Building directional charge transport channel and injecting hot electron in a ternary CeO2-based nanosheet arrays photoanode for efficient photoelectrochemical hydrogen evolution

Modulating band alignment for efficient carrier transport and manipulating charge carrier injection for improved carrier concentration is essential for semiconductor photoanode to achieve highly efficient photoelectrochemical (PEC) water splitting performance. Herein, CdSe and Au are exploited to sensitize CeO2 nanosheet arrays (NSAs) photoanode via electrochemical deposition and magnetron sputtering, successively, to build directional interfacial charge transfer channel and inject hot electrons respectively for efficient PEC hydrogen evolution.
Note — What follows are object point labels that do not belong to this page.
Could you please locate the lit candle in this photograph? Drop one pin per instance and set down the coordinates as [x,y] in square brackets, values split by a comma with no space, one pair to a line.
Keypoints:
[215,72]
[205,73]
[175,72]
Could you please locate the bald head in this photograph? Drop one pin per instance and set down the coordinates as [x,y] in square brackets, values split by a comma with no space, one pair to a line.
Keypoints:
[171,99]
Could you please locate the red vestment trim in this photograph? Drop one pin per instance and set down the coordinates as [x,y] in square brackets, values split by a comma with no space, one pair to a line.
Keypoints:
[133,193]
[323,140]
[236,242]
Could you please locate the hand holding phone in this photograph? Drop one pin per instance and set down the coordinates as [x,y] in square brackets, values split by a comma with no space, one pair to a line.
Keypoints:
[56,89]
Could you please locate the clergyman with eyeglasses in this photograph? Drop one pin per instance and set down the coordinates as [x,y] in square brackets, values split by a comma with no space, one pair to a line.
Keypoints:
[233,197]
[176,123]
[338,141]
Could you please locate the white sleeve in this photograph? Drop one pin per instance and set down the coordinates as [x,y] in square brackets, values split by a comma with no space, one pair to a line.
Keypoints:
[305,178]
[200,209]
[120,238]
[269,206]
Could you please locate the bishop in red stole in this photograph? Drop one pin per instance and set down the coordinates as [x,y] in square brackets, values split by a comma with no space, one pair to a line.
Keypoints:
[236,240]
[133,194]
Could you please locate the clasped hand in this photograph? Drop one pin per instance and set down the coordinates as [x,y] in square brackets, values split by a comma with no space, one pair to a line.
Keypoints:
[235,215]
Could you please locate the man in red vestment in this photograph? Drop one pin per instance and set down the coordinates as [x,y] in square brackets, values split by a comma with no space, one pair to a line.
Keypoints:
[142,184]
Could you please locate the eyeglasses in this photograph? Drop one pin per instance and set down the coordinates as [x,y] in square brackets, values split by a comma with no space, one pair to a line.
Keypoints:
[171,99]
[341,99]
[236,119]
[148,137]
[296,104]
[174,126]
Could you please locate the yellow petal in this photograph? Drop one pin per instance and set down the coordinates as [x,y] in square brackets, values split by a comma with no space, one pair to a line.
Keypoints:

The constructed CeO2/CdSe/Au NSAs photoanode yields a significant hydrogen production rate of 58.4 μmol·cm−2·h−1 at 0 V vs Ag/AgCl, 7.5 times higher than that of CeO2 NSAs photoanode. Spectral measurements evidence that directional interfacial charge transfer channel is built at CeO2/CdSe interface and hot electrons of Au are injected into CdSe, efficiently augmenting carrier separation efficiency and carrier concentration. This study offers a referable strategy for designing photoanodes for efficient PEC hydrogen evolution from the perspective of interface energetics engineering and carrier injection.